In 2016, it was announced that Clooney would represent Azerbaijani journalist Khadija Ismayilova at the European Court of Human Rights. Ismayilova's investigative work had resulted in her imprisonment. Following the trial, Ismayilova was released from prison and had her sentence reduced to a suspended three-and-a-half-year term.

In September 2016, Clooney spoke – for the first time at the United Nations – before the United Nations Office on Drugs and Crime (UNODC) to discuss the decision she made in June 2016 to represent Nadia Murad as a client in legal action against ISIL commanders. Clooney characterised the genocide, rape, and trafficking as a "bureaucracy of evil on an industrial scale" by ISIL, describing a slave market existing both online, on Facebook and in the Middle East that is still active today.
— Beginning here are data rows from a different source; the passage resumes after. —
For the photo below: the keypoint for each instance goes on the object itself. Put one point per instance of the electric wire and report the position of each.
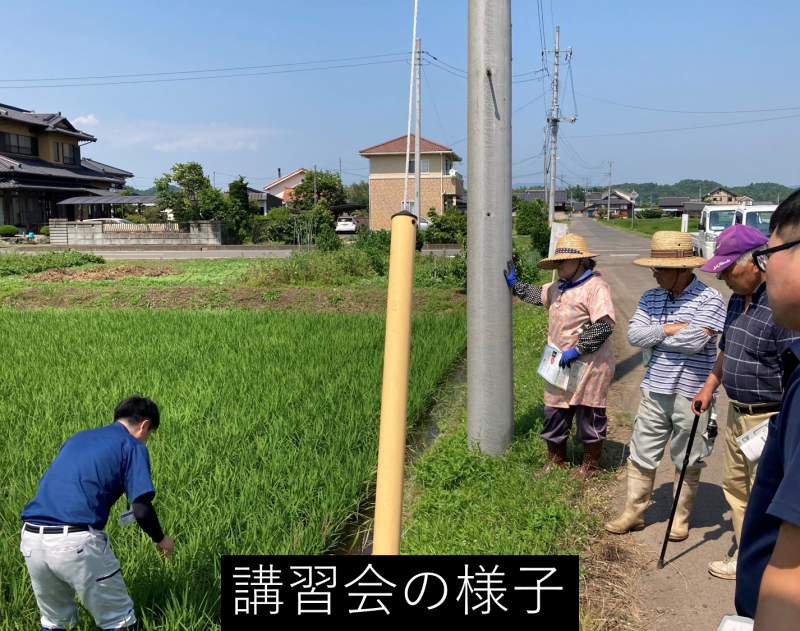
(658, 131)
(227, 76)
(158, 74)
(435, 109)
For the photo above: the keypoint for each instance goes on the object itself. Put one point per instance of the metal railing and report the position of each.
(145, 227)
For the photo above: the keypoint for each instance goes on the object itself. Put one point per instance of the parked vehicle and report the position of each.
(346, 225)
(714, 219)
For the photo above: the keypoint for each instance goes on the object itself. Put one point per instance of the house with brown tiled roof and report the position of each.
(440, 183)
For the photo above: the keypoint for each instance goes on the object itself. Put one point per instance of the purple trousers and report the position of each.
(591, 424)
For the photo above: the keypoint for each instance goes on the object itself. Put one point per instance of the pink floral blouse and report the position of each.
(569, 311)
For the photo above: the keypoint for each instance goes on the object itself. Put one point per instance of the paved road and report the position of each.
(683, 595)
(193, 254)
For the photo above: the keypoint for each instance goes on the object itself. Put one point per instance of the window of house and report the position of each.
(16, 143)
(71, 154)
(423, 166)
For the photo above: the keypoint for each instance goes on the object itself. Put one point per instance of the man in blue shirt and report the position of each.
(65, 548)
(768, 572)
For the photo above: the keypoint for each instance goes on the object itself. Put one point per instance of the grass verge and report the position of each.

Clooney, along with Ara Darzi, was involved in securing the release of two Reuters journalists, Wa Lone and Kyaw Soe Oo, from Myanmar on 7 May 2019.

In April 2019, Clooney became a special envoy at the British Foreign and Commonwealth Office, advising the Secretary of State, Jeremy Hunt on global media freedom. In her role as media freedom special envoy, Clooney will chair a panel of international lawyers to 'develop and promote legal mechanisms to prevent and reverse media abuses'.

Clooney studied at St Hugh's College, Oxford, where she received an Exhibition and the Shrigley Award. Clooney received the Jack J. Katz Memorial Award for excellence in entertainment law from NYU School of Law.

Clooney was chosen as Barbara Walters' Most Fascinating Person of 2015. At the 2014 British Fashion Awards, Clooney was shortlisted for Best British Style alongside David Beckham, Kate Moss, Keira Knightley and Emma Watson.

In 2019, Prince Charles launched the Amal Clooney Award to celebrate 'incredible young women'.